# Graflex TLR 200?



## doobs (Mar 8, 2008)

I've noticed a "Graflex TLR model 200" on a local photo store's used equipment webpage. The thing's 75 bucks, and I've wanted a TLR for a while, though I can't find any information it. Any knoweledge would be helpful, and is this a good buy? I think I might walk up there and check it out later this afternoon.


----------



## Mitica100 (Mar 10, 2008)

The TLR is the Graflex 22. Pretty common, medium quality TLR. In good condition it will sell for max. $45.00. The $75.00 they are asking for it is too much, unless the camera is in really mint (as new) condition and comes with the original box and IB.


----------



## doobs (Mar 10, 2008)

I know it comes with a case and such. I'll still have to take a look at it.


----------



## compur (Mar 10, 2008)

I suggest making sure it is in good working condition before buying (same for any vintage camera).

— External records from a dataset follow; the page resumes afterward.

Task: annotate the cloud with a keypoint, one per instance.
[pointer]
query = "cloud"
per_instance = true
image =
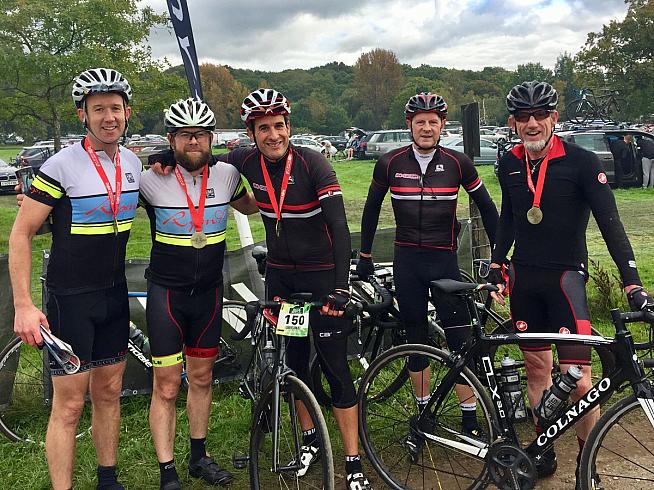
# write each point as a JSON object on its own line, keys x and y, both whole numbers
{"x": 466, "y": 34}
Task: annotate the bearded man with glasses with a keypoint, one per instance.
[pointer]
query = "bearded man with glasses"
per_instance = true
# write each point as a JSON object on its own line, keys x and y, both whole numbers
{"x": 549, "y": 187}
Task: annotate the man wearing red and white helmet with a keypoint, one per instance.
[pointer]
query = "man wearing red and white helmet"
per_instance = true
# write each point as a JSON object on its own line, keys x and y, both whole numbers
{"x": 91, "y": 191}
{"x": 424, "y": 180}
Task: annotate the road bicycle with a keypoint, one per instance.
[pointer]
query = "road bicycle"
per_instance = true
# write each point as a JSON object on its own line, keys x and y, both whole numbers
{"x": 618, "y": 452}
{"x": 278, "y": 398}
{"x": 26, "y": 387}
{"x": 590, "y": 107}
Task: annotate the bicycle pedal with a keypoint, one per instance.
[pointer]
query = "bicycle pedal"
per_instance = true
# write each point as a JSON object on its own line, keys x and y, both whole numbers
{"x": 240, "y": 461}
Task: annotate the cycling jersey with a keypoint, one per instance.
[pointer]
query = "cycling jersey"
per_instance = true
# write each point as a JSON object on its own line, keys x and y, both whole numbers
{"x": 86, "y": 254}
{"x": 424, "y": 205}
{"x": 174, "y": 262}
{"x": 313, "y": 233}
{"x": 575, "y": 184}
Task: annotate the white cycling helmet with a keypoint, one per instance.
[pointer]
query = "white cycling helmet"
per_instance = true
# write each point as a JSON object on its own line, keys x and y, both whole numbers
{"x": 264, "y": 102}
{"x": 189, "y": 113}
{"x": 100, "y": 80}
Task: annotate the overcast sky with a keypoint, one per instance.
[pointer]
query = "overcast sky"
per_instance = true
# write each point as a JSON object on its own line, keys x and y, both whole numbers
{"x": 274, "y": 35}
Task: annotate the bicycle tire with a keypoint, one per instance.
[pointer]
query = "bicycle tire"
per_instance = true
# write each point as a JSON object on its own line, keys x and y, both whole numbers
{"x": 321, "y": 474}
{"x": 26, "y": 394}
{"x": 384, "y": 426}
{"x": 620, "y": 448}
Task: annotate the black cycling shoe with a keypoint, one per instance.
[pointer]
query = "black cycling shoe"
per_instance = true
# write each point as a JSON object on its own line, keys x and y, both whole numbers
{"x": 172, "y": 485}
{"x": 547, "y": 465}
{"x": 207, "y": 469}
{"x": 414, "y": 440}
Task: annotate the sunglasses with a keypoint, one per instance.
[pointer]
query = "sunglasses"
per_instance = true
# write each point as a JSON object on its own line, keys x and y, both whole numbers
{"x": 539, "y": 115}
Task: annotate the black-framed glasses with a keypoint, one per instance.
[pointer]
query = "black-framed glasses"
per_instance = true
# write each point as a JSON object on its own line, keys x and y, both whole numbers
{"x": 187, "y": 136}
{"x": 539, "y": 115}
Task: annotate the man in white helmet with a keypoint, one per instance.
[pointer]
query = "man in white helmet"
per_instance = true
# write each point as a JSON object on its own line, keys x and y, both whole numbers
{"x": 91, "y": 190}
{"x": 188, "y": 210}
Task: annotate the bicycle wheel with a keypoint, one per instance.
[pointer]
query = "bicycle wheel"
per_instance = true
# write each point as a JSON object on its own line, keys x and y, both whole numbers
{"x": 620, "y": 449}
{"x": 445, "y": 456}
{"x": 26, "y": 394}
{"x": 262, "y": 454}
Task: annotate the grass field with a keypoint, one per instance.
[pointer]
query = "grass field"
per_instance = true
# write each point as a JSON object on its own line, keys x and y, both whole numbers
{"x": 23, "y": 466}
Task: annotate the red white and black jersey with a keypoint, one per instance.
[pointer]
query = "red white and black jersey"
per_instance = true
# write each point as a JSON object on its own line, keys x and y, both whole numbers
{"x": 305, "y": 237}
{"x": 575, "y": 184}
{"x": 424, "y": 204}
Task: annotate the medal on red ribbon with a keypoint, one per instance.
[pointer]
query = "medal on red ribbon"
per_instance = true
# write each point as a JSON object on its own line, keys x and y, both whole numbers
{"x": 277, "y": 208}
{"x": 114, "y": 197}
{"x": 535, "y": 213}
{"x": 198, "y": 239}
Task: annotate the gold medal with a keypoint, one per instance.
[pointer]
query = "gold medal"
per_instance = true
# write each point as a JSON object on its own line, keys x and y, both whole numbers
{"x": 198, "y": 240}
{"x": 534, "y": 215}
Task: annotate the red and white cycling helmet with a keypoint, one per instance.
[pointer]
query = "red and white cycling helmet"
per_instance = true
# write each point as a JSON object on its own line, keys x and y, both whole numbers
{"x": 264, "y": 102}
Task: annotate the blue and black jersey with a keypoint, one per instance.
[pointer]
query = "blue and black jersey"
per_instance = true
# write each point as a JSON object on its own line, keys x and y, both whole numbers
{"x": 87, "y": 254}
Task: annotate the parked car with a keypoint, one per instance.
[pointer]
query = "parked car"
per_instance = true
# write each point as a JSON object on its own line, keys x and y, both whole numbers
{"x": 487, "y": 148}
{"x": 306, "y": 142}
{"x": 601, "y": 141}
{"x": 34, "y": 156}
{"x": 8, "y": 178}
{"x": 241, "y": 141}
{"x": 386, "y": 140}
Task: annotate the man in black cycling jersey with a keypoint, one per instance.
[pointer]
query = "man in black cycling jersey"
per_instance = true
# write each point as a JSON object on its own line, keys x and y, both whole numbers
{"x": 91, "y": 190}
{"x": 308, "y": 242}
{"x": 188, "y": 218}
{"x": 424, "y": 179}
{"x": 549, "y": 187}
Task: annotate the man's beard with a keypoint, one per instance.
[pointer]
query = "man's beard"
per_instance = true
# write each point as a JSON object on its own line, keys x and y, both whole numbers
{"x": 535, "y": 146}
{"x": 193, "y": 161}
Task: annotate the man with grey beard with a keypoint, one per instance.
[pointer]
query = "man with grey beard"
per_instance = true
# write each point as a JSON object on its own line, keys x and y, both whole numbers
{"x": 549, "y": 187}
{"x": 188, "y": 218}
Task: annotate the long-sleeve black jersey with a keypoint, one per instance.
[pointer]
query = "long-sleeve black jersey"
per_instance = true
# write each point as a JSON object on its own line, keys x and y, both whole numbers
{"x": 424, "y": 205}
{"x": 575, "y": 185}
{"x": 314, "y": 234}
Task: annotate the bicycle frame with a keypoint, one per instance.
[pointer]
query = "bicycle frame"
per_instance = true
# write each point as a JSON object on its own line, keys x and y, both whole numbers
{"x": 627, "y": 370}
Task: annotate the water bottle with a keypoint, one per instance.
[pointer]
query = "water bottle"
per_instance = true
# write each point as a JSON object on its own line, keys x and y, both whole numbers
{"x": 511, "y": 386}
{"x": 554, "y": 400}
{"x": 139, "y": 339}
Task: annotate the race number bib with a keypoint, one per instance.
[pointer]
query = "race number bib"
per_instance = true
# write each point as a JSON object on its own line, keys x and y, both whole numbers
{"x": 293, "y": 320}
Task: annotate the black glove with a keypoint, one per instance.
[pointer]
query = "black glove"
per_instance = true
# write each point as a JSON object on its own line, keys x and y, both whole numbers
{"x": 640, "y": 300}
{"x": 365, "y": 268}
{"x": 165, "y": 158}
{"x": 337, "y": 300}
{"x": 495, "y": 276}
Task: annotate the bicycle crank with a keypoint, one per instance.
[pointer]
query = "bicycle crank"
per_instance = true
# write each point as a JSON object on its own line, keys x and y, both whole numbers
{"x": 510, "y": 467}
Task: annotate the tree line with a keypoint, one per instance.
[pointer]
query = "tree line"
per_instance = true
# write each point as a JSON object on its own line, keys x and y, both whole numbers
{"x": 46, "y": 42}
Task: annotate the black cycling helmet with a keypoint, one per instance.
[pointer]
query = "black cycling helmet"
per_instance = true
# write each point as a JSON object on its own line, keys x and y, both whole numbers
{"x": 425, "y": 102}
{"x": 531, "y": 95}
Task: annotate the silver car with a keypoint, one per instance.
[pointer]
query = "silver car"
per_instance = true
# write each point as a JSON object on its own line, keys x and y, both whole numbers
{"x": 384, "y": 141}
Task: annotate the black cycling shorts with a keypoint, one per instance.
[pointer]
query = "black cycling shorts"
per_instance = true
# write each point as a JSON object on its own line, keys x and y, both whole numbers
{"x": 551, "y": 301}
{"x": 329, "y": 333}
{"x": 180, "y": 320}
{"x": 95, "y": 324}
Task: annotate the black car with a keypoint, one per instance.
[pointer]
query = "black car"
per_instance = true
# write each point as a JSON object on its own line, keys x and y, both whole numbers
{"x": 608, "y": 146}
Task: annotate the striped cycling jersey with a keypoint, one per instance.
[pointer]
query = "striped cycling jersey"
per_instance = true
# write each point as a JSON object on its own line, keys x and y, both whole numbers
{"x": 424, "y": 204}
{"x": 86, "y": 254}
{"x": 174, "y": 263}
{"x": 304, "y": 241}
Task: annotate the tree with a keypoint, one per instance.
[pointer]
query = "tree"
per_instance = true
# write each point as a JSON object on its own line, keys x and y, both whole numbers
{"x": 621, "y": 57}
{"x": 46, "y": 43}
{"x": 377, "y": 78}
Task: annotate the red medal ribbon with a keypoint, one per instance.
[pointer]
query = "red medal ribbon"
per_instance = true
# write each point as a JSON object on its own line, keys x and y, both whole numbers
{"x": 196, "y": 215}
{"x": 114, "y": 199}
{"x": 538, "y": 191}
{"x": 269, "y": 187}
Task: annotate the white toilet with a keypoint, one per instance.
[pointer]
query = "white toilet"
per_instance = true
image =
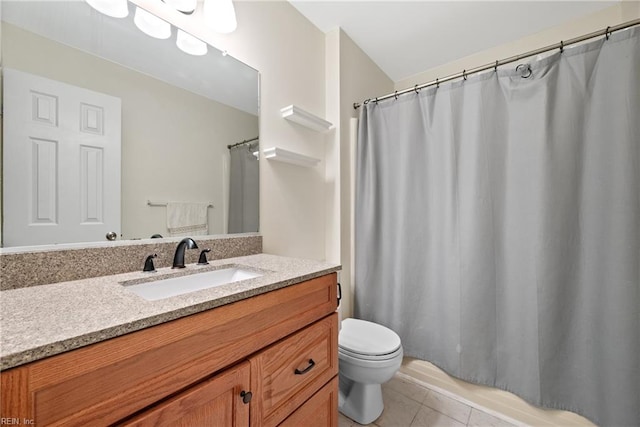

Yashica TLRs are plentiful and very good picture takers.  Their last TLR model the 124G is an excellent camera with built-in meter.


----------



## JIP (Mar 10, 2008)

This page might help http://graflex.org/ and they have a section on the TLR http://graflex.org/graflex-22/ or this one http://graflex.org/ciro-flex/ .


----------



## doobs (Mar 10, 2008)

I was avidly looking for a Yashica 124G for sometime, but never found one locally.

And I really never was a fan of eBay, but I might have to use it for once.


----------



## compur (Mar 10, 2008)

Have you tried camera shows?  There's one in San Jose in June if that's
not too far for you.  There may also be camera shows in Sacramento.


----------



## nealjpage (Mar 10, 2008)

Ebay, Doobs.  Ebay.


----------



## doobs (Mar 15, 2008)

Aaah, I am so out of touch.
I have really, never used eBay.

There are some photo trade/swap/shows/etc. but they come around every once in a long time.

San Jose is quite a drive, however. 2+ hours.


----------